Un appel à l’union face aux divisions
Face à cette escalade, Bally Bagayoko a annoncé vouloir organiser, dès le mois d’avril, un « rassemblement national pour la justice sociale et contre le racisme ». L’objectif ? Fédérer au-delà des clivages partisans, des syndicats aux associations, en passant par les élus locaux. « Il est temps de montrer que la France des Lumières n’est pas celle des replis identitaires », a-t-il martelé lors d’une conférence de presse improvisée.
« Nous refusons que les mots deviennent des armes. Nous refusons que la peur de l’autre devienne le ciment d’une nouvelle République.
La laïcité, la justice et la solidarité doivent être nos boussoles. C’est pourquoi nous appelons à une mobilisation massive le 12 avril prochain place de la République. »
Cette initiative a déjà reçu le soutien de plusieurs personnalités, dont François Ruffin, député de la Somme, et Clémentine Autain, figure de la NUPES. Même au sein de l’exécutif, certains ministres, sous couvert d’anonymat, ont exprimé leur inquiétude quant à l’instrumentalisation croissante des questions identitaires par l’opposition.
Le rôle des institutions face aux dérives
Le débat dépasse désormais le cadre local pour interroger le rôle de l’État dans la régulation des discours publics. Alors que Emmanuel Macron s’est engagé à lutter contre les discriminations, son gouvernement peine à concilier fermeté et respect des libertés. Certains observateurs, comme l’historienne Sylvie Thénault, soulignent que « la France, patrie des droits de l’homme, se trouve aujourd’hui face à un paradoxe : comment combattre le racisme sans tomber dans le piège de la censure ? »

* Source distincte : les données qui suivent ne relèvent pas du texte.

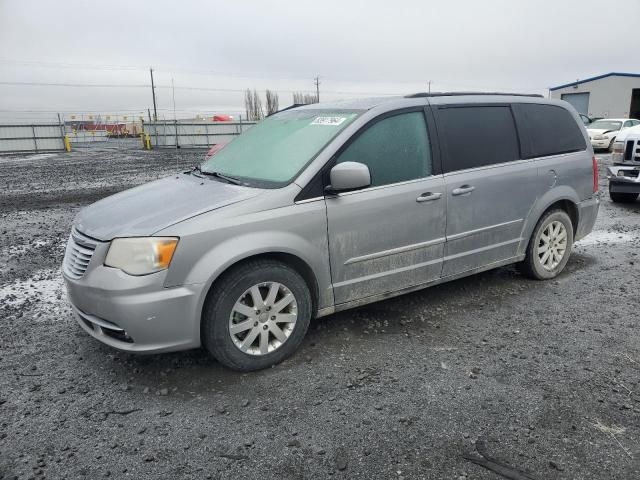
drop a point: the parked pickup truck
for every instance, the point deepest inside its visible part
(624, 175)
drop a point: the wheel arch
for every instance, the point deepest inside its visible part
(286, 258)
(568, 202)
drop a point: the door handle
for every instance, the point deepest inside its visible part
(428, 197)
(463, 190)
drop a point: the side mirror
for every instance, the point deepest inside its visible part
(348, 176)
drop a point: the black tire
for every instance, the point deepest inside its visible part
(216, 337)
(622, 197)
(531, 266)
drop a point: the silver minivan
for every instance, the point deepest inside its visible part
(326, 207)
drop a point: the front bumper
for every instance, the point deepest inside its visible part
(624, 179)
(135, 314)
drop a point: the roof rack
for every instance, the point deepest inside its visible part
(459, 94)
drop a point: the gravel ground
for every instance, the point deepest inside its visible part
(541, 377)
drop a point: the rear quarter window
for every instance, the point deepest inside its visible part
(547, 130)
(476, 136)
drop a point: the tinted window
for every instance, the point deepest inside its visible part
(395, 149)
(477, 136)
(548, 130)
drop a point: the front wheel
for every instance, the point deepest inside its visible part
(256, 315)
(550, 246)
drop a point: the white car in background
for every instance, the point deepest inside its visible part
(603, 132)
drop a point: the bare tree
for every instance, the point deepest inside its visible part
(272, 102)
(304, 98)
(253, 105)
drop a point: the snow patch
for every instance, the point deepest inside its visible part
(602, 236)
(45, 288)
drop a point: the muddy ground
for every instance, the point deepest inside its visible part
(546, 375)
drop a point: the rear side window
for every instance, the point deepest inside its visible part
(475, 136)
(395, 149)
(547, 130)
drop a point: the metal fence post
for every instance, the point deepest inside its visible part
(35, 141)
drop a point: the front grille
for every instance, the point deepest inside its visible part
(80, 249)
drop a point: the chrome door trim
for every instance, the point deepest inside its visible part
(483, 249)
(393, 251)
(468, 233)
(388, 272)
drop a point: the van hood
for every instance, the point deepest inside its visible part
(151, 207)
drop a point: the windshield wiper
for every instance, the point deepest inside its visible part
(227, 178)
(195, 169)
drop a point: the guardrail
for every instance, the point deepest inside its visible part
(43, 137)
(176, 134)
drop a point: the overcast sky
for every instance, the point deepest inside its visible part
(213, 50)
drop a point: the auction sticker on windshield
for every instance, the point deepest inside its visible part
(331, 121)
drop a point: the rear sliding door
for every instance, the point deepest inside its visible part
(489, 187)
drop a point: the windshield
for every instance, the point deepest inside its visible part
(605, 125)
(273, 152)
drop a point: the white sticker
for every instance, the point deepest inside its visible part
(331, 121)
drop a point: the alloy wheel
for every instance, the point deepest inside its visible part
(263, 318)
(552, 245)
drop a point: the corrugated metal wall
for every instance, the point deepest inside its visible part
(194, 135)
(31, 138)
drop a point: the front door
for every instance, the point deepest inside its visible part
(391, 235)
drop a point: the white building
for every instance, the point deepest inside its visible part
(612, 95)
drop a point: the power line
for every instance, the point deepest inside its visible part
(205, 89)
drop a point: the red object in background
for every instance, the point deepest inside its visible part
(213, 150)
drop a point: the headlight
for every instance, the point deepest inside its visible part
(141, 255)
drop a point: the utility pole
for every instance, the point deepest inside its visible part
(316, 81)
(153, 92)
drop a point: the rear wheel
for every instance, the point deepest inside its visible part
(549, 247)
(620, 197)
(257, 315)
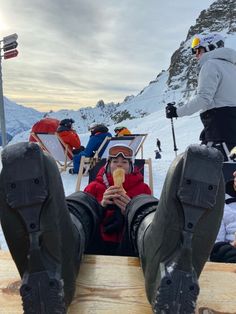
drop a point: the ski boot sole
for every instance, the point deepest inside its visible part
(179, 289)
(26, 191)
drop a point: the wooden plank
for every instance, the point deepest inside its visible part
(108, 285)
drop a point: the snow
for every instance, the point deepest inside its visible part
(187, 130)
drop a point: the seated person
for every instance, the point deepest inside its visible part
(69, 136)
(45, 125)
(224, 250)
(98, 133)
(173, 237)
(114, 199)
(121, 130)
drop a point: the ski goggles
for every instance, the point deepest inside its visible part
(115, 151)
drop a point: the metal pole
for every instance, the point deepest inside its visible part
(2, 113)
(173, 134)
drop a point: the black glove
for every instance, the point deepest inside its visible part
(171, 110)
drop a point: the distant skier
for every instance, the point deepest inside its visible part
(157, 154)
(216, 93)
(159, 144)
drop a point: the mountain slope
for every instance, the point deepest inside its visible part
(177, 83)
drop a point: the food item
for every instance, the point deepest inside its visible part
(119, 177)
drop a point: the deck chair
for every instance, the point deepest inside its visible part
(56, 147)
(139, 163)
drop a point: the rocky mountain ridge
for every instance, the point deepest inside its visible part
(177, 83)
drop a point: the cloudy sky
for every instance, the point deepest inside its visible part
(73, 53)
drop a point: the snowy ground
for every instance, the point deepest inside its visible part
(187, 131)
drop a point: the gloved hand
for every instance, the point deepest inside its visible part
(171, 110)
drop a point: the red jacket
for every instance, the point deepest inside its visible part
(133, 186)
(70, 138)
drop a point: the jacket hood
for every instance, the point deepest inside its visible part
(226, 54)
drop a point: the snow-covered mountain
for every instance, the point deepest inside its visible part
(19, 118)
(177, 83)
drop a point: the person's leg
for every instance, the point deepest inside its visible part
(175, 242)
(43, 241)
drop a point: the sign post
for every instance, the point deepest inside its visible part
(8, 47)
(2, 113)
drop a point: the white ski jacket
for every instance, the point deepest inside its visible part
(228, 224)
(216, 82)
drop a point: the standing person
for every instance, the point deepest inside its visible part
(157, 154)
(159, 144)
(121, 130)
(98, 134)
(69, 136)
(216, 93)
(171, 237)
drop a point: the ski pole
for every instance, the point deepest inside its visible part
(173, 134)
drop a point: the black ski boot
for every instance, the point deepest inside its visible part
(38, 229)
(176, 241)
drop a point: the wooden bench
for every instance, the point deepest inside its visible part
(108, 285)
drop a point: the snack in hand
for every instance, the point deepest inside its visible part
(119, 177)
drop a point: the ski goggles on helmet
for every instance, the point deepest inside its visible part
(125, 151)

De leur côté, les autorités municipales de Saint-Denis ont annoncé la mise en place d’un « observatoire citoyen contre les discours de haine », en partenariat avec des universitaires et des associations. Une initiative saluée par la gauche, mais vivement critiquée par la droite, qui y voit une tentative de « contrôle idéologique ».

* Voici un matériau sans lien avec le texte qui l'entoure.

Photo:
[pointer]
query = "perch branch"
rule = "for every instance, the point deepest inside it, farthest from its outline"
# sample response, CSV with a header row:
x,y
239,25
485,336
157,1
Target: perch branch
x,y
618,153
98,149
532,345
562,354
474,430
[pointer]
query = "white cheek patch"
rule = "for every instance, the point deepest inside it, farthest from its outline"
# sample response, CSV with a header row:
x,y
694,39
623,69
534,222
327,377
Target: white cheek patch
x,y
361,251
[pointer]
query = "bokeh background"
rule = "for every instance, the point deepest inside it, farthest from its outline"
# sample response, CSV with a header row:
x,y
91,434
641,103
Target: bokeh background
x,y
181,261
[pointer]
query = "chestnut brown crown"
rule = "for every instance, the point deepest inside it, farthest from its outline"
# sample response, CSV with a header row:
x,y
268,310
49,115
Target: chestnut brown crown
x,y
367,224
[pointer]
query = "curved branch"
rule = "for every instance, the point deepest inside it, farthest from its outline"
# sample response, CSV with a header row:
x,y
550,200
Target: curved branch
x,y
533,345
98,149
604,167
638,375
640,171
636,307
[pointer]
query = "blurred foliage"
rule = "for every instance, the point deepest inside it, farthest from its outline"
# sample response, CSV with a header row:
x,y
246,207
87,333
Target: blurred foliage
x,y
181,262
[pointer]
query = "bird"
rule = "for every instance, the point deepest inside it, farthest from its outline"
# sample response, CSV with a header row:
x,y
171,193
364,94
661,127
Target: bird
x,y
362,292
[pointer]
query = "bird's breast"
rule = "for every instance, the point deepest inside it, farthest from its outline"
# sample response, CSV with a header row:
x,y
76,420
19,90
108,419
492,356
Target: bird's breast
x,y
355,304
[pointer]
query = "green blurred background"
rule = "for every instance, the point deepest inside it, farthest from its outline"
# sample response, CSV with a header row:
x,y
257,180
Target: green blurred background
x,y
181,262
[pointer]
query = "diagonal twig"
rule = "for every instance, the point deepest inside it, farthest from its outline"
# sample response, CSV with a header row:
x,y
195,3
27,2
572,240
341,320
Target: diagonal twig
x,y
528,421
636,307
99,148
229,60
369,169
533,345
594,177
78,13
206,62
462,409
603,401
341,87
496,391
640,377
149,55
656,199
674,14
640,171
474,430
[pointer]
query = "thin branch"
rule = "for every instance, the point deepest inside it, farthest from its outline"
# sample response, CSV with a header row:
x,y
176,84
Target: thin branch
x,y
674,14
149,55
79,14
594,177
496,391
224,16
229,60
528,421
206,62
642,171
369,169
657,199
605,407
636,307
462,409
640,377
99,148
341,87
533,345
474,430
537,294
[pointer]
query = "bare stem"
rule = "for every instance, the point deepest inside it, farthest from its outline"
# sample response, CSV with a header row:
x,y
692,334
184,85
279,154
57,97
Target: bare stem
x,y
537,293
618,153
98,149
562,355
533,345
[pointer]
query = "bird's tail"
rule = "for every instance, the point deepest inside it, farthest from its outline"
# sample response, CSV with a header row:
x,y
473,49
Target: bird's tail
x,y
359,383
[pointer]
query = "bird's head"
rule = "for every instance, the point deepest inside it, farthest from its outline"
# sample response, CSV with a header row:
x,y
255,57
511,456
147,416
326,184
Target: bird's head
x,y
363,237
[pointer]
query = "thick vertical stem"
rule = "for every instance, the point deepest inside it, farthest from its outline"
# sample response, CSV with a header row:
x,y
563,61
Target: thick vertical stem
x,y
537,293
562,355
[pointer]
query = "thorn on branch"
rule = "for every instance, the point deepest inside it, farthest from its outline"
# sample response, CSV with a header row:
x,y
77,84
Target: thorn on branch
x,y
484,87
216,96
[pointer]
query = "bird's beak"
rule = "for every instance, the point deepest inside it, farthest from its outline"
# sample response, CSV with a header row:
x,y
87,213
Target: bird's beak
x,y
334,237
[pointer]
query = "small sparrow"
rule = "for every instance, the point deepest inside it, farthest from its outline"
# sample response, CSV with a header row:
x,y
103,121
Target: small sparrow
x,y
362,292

Entre indignation et récupération politique
Cette affaire illustre une fois de plus la difficulté à aborder sereinement les questions de race et d’identité dans l’espace public. Si les associations antiracistes y voient une preuve de plus de la montée des idées d’extrême droite, certains responsables politiques, à l’image de Jordan Bardella, y voient une « manipulation » pour discréditer la droite nationale.

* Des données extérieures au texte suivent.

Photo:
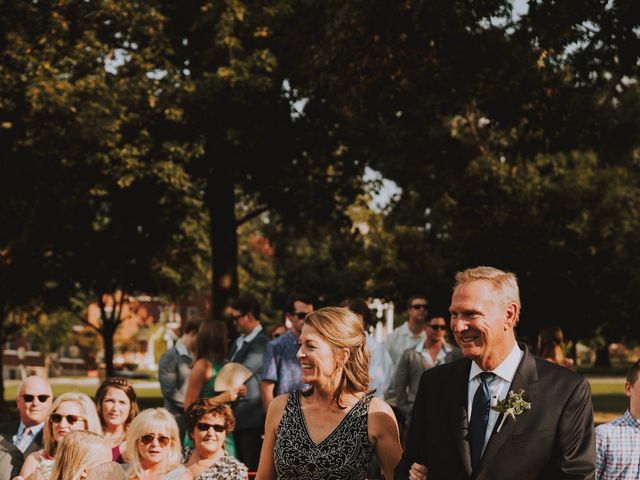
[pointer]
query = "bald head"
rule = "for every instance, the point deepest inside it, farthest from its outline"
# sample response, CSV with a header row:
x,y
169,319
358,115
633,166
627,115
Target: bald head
x,y
34,400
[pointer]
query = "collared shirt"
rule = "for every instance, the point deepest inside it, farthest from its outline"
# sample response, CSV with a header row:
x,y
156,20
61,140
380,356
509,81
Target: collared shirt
x,y
380,366
17,438
246,338
280,364
400,340
618,449
440,358
499,387
182,349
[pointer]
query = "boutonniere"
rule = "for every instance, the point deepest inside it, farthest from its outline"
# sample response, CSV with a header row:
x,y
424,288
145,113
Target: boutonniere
x,y
513,405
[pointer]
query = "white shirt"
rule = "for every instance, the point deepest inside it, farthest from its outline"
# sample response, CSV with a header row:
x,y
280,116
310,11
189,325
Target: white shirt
x,y
380,366
17,438
440,358
400,340
499,387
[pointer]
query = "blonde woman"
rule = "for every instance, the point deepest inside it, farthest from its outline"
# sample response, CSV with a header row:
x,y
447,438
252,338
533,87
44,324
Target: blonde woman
x,y
71,411
78,454
332,429
153,447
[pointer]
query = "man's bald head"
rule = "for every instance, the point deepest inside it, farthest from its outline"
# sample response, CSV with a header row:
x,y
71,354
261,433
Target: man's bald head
x,y
34,400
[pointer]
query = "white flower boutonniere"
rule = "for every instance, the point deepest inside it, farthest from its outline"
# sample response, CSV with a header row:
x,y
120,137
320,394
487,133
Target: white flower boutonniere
x,y
513,405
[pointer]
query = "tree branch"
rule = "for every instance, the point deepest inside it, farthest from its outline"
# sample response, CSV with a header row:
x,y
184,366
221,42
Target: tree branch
x,y
251,215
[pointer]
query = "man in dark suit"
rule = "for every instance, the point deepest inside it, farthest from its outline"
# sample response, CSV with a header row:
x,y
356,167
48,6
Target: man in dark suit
x,y
33,401
456,435
248,349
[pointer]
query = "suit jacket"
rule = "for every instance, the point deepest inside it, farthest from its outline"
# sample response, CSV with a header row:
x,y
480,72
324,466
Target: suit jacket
x,y
407,376
9,429
173,375
11,459
248,410
553,440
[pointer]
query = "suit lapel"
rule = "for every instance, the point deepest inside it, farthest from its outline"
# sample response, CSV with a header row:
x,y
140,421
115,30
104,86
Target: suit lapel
x,y
525,375
459,418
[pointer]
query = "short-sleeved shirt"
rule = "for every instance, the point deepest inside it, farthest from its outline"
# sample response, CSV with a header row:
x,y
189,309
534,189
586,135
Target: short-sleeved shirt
x,y
280,364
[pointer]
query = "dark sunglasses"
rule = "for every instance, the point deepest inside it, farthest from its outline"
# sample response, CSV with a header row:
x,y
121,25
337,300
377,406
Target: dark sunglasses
x,y
419,306
71,419
163,440
204,427
27,397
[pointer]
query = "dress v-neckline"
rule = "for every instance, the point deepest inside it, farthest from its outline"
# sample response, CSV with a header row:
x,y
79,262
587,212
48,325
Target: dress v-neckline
x,y
306,427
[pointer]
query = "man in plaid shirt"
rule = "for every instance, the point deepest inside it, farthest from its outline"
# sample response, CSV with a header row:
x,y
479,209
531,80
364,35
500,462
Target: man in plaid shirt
x,y
618,442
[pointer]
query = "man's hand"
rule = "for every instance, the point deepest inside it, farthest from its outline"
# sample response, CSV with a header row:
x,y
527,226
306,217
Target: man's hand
x,y
418,472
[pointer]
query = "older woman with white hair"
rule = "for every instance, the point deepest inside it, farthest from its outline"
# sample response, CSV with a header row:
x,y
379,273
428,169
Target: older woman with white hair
x,y
71,411
153,447
78,454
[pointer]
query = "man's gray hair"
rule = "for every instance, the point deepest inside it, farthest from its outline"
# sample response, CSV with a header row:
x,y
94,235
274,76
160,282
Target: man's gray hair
x,y
505,283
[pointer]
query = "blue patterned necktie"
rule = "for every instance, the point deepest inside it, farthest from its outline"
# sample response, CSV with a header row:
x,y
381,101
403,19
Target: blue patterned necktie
x,y
480,417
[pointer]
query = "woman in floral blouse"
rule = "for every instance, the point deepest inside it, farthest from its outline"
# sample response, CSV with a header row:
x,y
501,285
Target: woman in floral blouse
x,y
208,422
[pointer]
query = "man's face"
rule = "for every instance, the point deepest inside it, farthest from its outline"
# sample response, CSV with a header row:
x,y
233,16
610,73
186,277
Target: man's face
x,y
481,323
418,310
243,321
300,310
436,329
34,400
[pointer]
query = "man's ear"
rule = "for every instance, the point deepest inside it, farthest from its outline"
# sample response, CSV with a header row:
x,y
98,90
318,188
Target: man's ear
x,y
510,316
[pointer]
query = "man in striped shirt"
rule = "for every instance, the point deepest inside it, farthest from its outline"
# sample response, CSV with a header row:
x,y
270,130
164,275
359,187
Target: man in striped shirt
x,y
618,442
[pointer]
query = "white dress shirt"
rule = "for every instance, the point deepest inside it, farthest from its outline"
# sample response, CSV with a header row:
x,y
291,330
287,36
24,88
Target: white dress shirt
x,y
499,387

Dans les colonnes de presse, les éditorialistes s’affrontent. Pour Edwy Plenel, fondateur de Mediapart, « cette polémique révèle l’état de décomposition du débat démocratique ». À l’inverse, Éric Zemmour, dans une tribune au vitriol, a dénoncé « la dictature du wokisme » qui, selon lui, gangrène les institutions.
Une chose est certaine : le climat politique français, déjà tendu par les réformes économiques et sociales, se crispe davantage sous l’effet des fractures identitaires. Et dans ce contexte, les mots, comme les silences, deviennent des enjeux de pouvoir.
Un rendez-vous historique pour la gauche ?
Alors que les sondages donnent Jean-Luc Mélenchon en tête des intentions de vote pour 2027, cette mobilisation pourrait jouer un rôle clé dans la stratégie de la gauche radicale. En s’emparant du thème de l’antiracisme, celle-ci cherche à élargir son électorat au-delà de ses bastions traditionnels, tout en capitalisant sur les divisions de la droite.
« L’antiracisme n’est pas une option, c’est une nécessité », a rappelé Bagayoko. « Et ceux qui tentent de le diaboliser ne font qu’exposer leurs propres faiblesses. »
Le rendez-vous du 12 avril pourrait donc s’avérer bien plus qu’une simple manifestation : un test pour l’avenir de la démocratie française.